Monday, July 2, 2012

Steak with Corn Cakes


Steak with Corn Cakes || Real Simple
Sour Cream, Avocado, Salsa, Cheddar Cheese, Cilantro, Hot Sauce, Lime

2 T plus 1 t olive oil
1 lb. skirt or flank steak
1 t chili powder
kosher salt and black pepper
3/4 c. all-purpose flour
1/2 c. cornmeal
1/2 t. baking powder
1 c. whole milk
1 large egg
1 c. corn kernels (from 1 to 2 ears), plus more for serving
sour cream, fresh salsa, grated Cheddar, cut-up avocado, fresh cilantro, hot sauce, and lime wedges, for serving

Directions Heat 1 tablespoon of the oil in a large skillet over medium-high heat.

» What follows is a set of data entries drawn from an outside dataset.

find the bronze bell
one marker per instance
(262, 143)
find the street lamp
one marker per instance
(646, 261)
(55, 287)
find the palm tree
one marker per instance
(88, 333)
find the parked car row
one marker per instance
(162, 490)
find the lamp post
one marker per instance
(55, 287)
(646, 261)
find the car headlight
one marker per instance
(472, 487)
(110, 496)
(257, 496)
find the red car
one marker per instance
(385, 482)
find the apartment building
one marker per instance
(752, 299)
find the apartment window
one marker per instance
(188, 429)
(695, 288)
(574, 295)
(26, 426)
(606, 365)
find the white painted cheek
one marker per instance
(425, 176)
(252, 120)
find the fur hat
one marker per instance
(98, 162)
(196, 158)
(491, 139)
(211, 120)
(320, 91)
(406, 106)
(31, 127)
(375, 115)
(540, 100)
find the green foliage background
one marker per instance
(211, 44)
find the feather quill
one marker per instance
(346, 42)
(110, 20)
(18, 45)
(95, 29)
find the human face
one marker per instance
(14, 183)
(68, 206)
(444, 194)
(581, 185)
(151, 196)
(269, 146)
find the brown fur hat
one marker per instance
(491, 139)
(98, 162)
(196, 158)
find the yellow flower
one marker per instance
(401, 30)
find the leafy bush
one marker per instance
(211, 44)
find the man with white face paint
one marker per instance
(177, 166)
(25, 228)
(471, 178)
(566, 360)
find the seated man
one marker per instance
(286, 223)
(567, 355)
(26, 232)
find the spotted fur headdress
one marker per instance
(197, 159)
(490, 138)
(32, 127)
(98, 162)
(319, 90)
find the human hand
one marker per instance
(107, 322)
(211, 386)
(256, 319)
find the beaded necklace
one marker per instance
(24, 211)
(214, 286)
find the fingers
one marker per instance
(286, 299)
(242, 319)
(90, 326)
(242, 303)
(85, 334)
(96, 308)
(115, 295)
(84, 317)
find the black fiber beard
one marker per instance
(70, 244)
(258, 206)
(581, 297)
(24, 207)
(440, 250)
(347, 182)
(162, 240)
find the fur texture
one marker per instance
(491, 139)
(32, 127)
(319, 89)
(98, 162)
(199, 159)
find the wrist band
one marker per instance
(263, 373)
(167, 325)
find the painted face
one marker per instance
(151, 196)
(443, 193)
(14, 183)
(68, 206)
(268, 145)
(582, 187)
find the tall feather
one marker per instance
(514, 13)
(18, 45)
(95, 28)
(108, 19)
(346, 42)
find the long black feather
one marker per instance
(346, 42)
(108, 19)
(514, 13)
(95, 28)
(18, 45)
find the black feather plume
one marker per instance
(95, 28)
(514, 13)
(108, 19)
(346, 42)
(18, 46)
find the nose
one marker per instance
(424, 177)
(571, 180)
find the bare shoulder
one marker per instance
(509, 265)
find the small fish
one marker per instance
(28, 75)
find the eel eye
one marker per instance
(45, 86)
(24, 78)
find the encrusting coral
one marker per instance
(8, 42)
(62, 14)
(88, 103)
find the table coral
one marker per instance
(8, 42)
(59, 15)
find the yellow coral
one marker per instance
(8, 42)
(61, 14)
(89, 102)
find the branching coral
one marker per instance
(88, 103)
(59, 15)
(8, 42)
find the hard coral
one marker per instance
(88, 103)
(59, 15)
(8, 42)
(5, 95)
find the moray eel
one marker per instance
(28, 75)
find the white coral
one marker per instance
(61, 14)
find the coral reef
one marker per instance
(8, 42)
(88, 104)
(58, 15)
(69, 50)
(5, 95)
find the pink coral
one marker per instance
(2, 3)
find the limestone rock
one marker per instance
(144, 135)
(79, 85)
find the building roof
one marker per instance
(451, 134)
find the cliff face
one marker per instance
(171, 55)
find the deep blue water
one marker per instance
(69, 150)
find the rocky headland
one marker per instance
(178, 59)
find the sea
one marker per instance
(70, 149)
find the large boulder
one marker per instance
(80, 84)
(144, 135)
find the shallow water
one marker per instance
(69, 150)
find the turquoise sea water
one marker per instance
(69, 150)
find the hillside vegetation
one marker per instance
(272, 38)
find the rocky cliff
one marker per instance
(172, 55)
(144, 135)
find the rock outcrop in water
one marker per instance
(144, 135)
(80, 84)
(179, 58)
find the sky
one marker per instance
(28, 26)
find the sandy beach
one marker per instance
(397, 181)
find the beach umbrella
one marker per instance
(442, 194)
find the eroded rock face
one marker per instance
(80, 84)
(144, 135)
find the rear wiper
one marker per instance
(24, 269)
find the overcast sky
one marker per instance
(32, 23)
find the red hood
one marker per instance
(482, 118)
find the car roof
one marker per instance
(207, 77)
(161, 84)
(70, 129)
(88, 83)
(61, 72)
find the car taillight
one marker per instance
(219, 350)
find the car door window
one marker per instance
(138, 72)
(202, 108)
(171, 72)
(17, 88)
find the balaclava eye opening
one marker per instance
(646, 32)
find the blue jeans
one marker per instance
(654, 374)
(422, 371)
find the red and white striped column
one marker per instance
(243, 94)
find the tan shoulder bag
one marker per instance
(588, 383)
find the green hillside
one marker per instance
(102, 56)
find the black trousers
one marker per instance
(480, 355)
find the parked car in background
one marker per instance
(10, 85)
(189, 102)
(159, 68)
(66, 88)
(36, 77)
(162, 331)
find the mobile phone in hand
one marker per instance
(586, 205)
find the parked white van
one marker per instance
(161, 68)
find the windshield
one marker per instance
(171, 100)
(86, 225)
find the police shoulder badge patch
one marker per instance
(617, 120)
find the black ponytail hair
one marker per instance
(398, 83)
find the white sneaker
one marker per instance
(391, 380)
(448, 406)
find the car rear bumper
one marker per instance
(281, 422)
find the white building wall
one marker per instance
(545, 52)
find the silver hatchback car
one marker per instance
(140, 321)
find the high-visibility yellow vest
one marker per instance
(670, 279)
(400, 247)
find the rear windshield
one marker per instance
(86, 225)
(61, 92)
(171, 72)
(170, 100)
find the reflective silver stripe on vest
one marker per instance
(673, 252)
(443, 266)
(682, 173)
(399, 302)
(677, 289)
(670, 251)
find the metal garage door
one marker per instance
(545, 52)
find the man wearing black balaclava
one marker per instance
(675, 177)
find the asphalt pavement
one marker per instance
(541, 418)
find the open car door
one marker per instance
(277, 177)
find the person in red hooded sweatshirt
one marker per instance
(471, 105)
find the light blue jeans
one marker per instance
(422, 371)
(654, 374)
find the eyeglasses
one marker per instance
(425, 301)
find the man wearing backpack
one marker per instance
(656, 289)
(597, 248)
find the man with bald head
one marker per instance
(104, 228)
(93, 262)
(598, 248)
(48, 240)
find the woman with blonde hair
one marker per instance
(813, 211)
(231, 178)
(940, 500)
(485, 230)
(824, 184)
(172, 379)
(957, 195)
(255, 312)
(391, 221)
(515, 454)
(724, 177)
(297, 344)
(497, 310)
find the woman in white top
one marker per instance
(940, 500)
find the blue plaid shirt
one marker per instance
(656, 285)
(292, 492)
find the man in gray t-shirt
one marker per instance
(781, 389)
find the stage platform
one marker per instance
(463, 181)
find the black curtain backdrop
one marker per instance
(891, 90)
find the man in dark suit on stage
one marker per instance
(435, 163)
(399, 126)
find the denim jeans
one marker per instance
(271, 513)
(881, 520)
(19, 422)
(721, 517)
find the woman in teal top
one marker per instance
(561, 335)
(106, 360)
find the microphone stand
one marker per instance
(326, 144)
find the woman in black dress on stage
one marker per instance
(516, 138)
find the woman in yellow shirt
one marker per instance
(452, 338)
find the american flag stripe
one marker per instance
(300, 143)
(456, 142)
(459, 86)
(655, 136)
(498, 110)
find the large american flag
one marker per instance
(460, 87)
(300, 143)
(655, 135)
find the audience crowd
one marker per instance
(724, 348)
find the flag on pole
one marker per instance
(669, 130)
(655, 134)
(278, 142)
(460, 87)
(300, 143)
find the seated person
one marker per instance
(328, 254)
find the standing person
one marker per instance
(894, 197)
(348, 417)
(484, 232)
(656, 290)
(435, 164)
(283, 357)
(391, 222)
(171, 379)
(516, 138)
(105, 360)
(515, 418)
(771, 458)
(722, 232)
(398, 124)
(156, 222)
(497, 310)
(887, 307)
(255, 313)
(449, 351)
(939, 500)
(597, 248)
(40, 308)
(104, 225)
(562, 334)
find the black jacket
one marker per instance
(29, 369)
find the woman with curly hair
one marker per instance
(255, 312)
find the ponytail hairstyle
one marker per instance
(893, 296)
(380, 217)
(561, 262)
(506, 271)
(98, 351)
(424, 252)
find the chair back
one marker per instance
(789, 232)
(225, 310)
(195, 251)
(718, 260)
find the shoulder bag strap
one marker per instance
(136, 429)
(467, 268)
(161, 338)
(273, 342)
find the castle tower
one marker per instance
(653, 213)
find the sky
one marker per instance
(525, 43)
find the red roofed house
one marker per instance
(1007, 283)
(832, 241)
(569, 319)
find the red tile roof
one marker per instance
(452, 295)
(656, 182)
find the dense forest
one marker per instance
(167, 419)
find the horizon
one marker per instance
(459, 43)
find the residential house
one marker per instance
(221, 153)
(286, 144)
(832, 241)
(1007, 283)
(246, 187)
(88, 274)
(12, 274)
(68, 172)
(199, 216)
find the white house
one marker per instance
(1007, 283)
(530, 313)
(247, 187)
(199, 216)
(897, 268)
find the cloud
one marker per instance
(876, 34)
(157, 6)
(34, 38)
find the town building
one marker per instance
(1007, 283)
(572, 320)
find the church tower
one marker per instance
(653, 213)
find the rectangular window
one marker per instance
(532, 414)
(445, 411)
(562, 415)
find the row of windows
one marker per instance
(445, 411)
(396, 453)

Season the steak with the chili powder and ½ teaspoon salt. Cook for 3 to 4 minutes per side for medium-rare. Let the steak rest for 5 minutes before slicing.

Meanwhile, in a medium bowl, whisk together the flour, cornmeal, baking powder, 1 teaspoon salt, and ¼ teaspoon pepper. Make a well in the center and add the milk, egg, and 1 tablespoon of the oil. Whisk together the wet ingredients, then incorporate the dry ingredients (do not overmix). Mix in the corn.

Heat the remaining teaspoon of oil in a large nonstick skillet over medium heat. Working in batches, drop heaping ¼-cup portions of batter into the skillet and cook until golden brown and cooked through, 2 to 3 minutes per side.

Serve the corn cakes topped with the steak, corn, sour cream, salsa, Cheddar, avocado, cilantro, hot sauce, and lime wedges.